One of my colleague outsourced the data analysis and they followed below method in finding differential expression analysis
First they did, denovo assembly of controlA, controlB, treatedA and treated B separtely. Assembled transcripts from all the samples were iteratively clustered to produce uni-transcripts with fewest redudant sequence (they did not mention how they clustered to produce uni-transcripts). Then pre-processed reads were then mapped to the uni-transcripts to carry out the expression analysis and differential expression analysis using tophat-cufflinks.
they followed -clustering parameters
- minimum identity for overlaps: 96%
- minimum overlap length: 50bp
- maximum length of unmatched overhangs: 50bp
they followed -uni-transcipt is considered differentially expressed if fold change > or equal to 4 and q-value less than 0.05
expression detected only in one sample condition and qvalue less than 0.05
From my experience, I usually do denovo assemble all the samples (control A, Control B, treatedA and treated B) as one reference transcript assembly.
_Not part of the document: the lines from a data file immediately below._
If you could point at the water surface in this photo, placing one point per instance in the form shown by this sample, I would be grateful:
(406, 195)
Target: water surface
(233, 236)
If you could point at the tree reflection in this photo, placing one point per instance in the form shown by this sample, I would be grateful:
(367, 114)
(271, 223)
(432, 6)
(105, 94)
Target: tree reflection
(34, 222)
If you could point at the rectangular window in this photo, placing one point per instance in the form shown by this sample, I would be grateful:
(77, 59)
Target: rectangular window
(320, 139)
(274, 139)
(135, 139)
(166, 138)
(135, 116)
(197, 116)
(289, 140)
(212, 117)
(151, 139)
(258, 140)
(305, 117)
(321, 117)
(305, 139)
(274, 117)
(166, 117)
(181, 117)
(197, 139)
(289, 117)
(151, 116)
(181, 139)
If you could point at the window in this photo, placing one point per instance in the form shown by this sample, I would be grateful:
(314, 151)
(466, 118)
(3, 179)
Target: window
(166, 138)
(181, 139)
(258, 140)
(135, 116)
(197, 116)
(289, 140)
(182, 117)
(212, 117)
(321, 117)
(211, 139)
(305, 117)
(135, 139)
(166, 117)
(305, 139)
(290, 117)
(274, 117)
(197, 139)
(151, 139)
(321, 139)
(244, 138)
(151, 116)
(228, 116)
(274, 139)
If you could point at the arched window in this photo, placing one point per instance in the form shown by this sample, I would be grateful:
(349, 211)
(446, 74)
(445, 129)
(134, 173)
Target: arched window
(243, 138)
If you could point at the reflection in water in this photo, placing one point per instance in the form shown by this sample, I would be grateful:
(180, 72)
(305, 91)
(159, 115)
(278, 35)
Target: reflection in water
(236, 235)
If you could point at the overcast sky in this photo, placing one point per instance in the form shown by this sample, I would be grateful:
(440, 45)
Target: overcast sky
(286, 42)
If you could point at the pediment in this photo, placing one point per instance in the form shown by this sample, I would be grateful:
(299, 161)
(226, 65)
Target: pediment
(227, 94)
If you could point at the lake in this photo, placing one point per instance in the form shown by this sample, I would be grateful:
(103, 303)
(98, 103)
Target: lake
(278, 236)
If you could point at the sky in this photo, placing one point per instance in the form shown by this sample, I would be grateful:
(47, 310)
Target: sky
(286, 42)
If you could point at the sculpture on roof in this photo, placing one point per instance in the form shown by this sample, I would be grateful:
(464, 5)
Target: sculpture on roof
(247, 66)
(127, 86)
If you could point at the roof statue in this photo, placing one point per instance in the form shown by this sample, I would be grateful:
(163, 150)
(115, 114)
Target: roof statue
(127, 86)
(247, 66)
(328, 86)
Then I do read map each sample (controlA, controlB and treated A and treated B) and get for each sampe FPKM values. Then do differential expression analysis taking all read mapped ones in any one of differential expression software (edgeR, deseq).
Do you think my colleague outsourced method is correct? If it is correct, why they want to do clustering?
On a small side note, when you only have 2 samples in each group, I would be very vary of any findings you make. The statistical power of such a sample size is simply too low to make any decent conclusions.